Eccentric Developments


Raybench - Java (PLC pt.14)

Java, Java, Java... while having a pervasive presence in the world of programming, no body seems to like it very much (at least on my circle of acquaintances).

Appearing back in 1995 as a general purpose language, claiming multi platform compatibility, Java has gained a huge popularity. It has been used in projects of different sizes, spanning web servers to enterprise applications, as well as embedded systems.

Java is intended to work on a virtual machine (JVM), that compiles into it's own byte code format, in contrast to languages that compile to native binaries. Because of this, Java has a reputation of being slow, but... is it?

Results

Java 1.7.0_111, OpenJDK IcedTea 2.6.7, was used for running the tests.

Compile time

How fast does the compiler takes to generate the binary.

$ time javac javarb.java

real	0m4.024s
user	0m3.692s
sys     0m0.296s

Java compiles pretty fast as you can observe, faster than GCC.

Running Time

$ time java javarb

real    2m36.949s
user    2m34.344s
sys     0m1.832s

O_O!

Code Metrics

Line count: 287 code, 70 blank, 357 total.
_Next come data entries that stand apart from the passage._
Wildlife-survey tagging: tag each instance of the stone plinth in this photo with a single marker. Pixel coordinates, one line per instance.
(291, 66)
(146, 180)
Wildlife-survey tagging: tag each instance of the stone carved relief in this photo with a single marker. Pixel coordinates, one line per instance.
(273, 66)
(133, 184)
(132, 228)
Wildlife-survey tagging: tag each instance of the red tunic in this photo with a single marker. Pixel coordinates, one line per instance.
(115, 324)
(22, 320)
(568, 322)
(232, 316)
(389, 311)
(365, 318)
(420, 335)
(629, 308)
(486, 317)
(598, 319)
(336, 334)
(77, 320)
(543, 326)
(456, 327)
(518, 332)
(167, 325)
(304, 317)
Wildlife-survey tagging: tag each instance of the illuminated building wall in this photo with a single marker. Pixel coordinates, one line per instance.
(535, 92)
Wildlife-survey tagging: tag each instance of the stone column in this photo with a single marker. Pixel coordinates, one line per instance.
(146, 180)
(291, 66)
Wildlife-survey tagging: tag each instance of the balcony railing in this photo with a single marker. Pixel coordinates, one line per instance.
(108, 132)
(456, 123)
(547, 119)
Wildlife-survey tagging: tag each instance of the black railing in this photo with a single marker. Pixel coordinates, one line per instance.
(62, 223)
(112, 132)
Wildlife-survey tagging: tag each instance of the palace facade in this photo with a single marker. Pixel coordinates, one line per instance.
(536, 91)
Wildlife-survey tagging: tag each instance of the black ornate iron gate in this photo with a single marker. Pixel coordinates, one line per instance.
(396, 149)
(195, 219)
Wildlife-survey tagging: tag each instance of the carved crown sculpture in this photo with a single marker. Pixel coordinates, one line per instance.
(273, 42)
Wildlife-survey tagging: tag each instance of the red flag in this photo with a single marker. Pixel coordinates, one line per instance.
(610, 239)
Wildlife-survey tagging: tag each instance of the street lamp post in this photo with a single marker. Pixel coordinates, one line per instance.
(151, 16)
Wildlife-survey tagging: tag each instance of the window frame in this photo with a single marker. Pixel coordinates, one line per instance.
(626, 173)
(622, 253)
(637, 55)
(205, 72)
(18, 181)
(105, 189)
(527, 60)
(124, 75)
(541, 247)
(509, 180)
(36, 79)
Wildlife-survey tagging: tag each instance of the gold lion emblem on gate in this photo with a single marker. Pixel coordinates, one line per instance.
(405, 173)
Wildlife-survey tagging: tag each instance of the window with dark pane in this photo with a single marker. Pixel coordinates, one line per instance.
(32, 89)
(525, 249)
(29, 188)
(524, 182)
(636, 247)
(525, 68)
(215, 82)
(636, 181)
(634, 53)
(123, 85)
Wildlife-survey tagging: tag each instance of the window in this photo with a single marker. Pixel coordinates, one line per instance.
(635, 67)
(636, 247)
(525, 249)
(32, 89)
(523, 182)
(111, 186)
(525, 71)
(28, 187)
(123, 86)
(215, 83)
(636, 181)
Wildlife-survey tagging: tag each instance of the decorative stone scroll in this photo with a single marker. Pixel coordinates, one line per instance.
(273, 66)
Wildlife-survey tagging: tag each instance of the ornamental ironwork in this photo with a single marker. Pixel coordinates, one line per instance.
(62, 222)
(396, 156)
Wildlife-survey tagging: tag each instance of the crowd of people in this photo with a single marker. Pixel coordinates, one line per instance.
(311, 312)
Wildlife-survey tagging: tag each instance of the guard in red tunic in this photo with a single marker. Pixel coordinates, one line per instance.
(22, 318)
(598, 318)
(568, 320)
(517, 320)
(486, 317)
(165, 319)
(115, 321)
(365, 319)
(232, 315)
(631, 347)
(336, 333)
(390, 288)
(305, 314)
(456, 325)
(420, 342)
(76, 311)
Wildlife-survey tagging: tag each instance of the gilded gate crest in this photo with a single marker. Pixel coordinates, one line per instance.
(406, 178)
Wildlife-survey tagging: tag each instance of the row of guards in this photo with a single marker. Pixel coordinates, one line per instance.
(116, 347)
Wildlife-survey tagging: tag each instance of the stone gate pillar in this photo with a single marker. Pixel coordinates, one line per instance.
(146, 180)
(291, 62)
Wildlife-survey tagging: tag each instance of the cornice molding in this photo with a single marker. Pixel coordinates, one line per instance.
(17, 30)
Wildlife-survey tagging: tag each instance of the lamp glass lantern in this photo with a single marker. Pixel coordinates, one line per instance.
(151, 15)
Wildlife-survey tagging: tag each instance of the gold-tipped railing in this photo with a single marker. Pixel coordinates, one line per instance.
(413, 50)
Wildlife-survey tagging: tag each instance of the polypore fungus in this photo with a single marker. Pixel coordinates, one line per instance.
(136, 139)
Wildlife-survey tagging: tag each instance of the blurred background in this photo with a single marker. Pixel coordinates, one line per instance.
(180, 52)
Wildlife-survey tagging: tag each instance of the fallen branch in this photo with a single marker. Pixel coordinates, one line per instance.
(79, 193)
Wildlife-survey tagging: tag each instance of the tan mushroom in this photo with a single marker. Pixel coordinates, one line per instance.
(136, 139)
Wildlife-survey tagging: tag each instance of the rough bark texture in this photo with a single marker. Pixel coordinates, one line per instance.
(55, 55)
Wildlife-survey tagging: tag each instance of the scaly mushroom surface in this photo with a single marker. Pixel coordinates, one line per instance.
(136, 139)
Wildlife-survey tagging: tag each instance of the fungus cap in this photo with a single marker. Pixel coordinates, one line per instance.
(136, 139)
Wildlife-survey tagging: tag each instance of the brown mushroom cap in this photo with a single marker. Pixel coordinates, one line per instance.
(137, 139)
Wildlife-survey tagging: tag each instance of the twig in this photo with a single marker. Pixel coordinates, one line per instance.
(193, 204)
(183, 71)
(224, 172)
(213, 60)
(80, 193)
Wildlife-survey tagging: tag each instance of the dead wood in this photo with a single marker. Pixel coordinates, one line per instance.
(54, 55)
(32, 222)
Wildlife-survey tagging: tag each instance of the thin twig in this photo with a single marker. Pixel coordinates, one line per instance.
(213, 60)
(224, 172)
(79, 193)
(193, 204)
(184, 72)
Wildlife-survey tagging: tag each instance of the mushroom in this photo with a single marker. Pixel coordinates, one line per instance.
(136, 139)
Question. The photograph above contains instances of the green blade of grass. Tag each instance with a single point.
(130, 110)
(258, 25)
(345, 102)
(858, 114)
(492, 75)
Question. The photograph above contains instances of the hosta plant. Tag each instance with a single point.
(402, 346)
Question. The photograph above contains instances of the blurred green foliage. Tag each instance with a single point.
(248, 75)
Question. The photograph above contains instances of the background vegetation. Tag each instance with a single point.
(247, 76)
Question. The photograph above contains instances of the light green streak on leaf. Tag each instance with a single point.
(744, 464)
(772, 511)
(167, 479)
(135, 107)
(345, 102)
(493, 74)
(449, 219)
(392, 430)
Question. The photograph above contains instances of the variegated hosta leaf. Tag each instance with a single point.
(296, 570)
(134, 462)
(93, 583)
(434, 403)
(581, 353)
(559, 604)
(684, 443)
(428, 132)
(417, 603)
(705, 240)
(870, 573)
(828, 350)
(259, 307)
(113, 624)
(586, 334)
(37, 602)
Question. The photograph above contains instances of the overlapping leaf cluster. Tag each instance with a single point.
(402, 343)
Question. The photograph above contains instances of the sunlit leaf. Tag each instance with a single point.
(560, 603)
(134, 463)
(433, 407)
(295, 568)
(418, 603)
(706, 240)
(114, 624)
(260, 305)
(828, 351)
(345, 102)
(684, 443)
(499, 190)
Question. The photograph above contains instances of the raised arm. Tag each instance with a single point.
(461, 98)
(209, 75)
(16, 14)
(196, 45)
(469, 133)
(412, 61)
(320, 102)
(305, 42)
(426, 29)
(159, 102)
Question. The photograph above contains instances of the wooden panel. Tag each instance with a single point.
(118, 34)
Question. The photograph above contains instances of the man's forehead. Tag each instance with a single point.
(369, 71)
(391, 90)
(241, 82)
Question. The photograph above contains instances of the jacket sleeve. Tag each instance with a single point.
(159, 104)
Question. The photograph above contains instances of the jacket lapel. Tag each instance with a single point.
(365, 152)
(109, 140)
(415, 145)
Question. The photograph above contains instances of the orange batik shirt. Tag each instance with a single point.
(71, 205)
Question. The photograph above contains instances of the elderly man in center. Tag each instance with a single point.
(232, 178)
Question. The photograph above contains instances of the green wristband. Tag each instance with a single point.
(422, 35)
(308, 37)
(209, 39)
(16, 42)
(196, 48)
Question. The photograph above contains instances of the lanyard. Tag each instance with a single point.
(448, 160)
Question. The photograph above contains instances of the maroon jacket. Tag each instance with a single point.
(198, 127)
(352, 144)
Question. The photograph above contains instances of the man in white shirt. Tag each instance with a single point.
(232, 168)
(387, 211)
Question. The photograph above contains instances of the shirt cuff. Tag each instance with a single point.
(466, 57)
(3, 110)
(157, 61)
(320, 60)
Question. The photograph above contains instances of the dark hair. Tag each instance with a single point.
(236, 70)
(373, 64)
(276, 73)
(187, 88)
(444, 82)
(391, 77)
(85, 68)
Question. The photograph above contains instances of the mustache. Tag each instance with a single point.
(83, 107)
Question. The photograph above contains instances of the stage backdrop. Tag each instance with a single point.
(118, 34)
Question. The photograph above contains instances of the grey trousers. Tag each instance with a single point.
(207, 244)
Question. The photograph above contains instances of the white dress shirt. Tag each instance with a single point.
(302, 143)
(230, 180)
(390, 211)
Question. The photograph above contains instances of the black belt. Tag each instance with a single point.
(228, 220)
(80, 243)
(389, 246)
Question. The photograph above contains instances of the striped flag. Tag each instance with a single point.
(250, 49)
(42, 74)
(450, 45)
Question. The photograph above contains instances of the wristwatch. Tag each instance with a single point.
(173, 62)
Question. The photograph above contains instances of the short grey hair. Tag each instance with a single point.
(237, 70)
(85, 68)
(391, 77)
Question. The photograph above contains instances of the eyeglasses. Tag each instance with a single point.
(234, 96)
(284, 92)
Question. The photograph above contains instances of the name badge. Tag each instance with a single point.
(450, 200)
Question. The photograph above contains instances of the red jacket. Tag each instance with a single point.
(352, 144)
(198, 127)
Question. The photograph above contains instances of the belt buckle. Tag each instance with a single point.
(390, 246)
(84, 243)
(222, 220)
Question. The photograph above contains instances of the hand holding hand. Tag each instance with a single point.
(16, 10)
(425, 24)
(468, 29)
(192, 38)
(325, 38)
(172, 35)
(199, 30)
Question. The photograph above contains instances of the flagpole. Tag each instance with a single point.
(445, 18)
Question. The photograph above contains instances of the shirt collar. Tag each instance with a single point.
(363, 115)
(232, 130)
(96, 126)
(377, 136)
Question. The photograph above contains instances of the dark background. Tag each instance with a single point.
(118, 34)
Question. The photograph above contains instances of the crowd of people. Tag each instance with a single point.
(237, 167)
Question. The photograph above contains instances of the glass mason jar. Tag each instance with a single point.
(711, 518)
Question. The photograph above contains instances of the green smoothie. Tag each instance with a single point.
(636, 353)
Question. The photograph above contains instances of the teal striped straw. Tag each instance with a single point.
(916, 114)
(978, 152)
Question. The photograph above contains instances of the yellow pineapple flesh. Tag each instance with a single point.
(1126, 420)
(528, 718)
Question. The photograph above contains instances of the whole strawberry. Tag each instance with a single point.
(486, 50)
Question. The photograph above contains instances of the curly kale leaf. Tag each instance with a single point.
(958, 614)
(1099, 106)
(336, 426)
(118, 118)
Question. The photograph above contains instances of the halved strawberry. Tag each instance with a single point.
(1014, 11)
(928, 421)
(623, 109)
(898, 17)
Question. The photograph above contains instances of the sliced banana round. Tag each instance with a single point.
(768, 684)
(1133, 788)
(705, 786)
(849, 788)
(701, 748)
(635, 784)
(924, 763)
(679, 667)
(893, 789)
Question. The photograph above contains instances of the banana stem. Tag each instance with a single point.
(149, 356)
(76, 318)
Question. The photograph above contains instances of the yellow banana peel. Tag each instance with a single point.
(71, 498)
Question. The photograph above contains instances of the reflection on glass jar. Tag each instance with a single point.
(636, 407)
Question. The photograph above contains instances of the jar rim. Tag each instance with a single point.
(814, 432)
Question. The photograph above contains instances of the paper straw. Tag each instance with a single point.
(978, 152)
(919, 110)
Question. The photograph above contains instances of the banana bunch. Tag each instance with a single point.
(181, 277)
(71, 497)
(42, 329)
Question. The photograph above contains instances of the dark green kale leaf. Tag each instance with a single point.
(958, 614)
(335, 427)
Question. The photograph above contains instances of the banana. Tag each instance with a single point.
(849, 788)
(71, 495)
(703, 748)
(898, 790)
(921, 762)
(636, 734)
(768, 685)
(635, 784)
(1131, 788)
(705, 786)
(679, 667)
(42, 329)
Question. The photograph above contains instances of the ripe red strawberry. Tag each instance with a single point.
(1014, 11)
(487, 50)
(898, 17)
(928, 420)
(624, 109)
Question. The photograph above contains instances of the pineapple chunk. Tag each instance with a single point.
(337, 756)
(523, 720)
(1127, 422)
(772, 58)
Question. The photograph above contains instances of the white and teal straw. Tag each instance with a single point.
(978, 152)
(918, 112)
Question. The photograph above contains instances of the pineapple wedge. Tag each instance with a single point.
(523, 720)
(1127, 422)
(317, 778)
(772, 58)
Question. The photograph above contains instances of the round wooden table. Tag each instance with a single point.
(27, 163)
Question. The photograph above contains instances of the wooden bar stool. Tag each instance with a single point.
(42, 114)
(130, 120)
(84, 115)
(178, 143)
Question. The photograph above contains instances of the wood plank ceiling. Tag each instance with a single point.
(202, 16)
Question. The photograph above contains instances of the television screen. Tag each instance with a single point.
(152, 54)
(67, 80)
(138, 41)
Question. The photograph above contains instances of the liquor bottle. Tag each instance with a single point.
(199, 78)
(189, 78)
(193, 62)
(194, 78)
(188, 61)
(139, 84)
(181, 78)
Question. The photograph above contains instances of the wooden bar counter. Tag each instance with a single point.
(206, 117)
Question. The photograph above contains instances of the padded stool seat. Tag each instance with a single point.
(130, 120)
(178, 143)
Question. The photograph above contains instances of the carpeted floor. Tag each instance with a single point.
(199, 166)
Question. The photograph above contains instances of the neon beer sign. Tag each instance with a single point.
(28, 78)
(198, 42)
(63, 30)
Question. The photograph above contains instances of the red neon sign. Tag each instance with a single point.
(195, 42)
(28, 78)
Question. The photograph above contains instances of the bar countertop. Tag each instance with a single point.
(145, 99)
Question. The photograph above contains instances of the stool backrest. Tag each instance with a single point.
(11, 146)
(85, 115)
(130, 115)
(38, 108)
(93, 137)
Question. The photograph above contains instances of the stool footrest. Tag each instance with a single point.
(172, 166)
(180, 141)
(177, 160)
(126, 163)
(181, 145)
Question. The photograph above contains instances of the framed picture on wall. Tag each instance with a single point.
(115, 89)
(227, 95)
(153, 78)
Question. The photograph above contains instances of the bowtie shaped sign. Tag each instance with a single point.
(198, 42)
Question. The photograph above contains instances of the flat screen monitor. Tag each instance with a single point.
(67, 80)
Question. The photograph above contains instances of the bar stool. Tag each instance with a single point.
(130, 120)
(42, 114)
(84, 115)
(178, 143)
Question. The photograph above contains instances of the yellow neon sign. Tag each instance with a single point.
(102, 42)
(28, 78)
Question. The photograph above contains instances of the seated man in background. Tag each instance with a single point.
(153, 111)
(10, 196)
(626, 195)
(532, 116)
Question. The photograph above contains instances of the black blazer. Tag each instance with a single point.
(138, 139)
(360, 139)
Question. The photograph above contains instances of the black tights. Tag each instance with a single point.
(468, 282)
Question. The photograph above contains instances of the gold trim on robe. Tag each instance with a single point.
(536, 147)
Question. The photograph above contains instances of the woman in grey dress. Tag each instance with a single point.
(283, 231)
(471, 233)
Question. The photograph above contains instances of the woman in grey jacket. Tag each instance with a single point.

File size:7722 bytes.

This implementation is almost as big as C, and also a little bit bigger than C#. Nothing unexpected here.

General Thoughts

Well, I wasn't foreseeing this. Java is known as a slow language by many people, but it turns to be not the case, at least on this benchmark; performing close to C level performance, which is very nice.

Maybe it's time to start taking Java more seriously for high performance computing.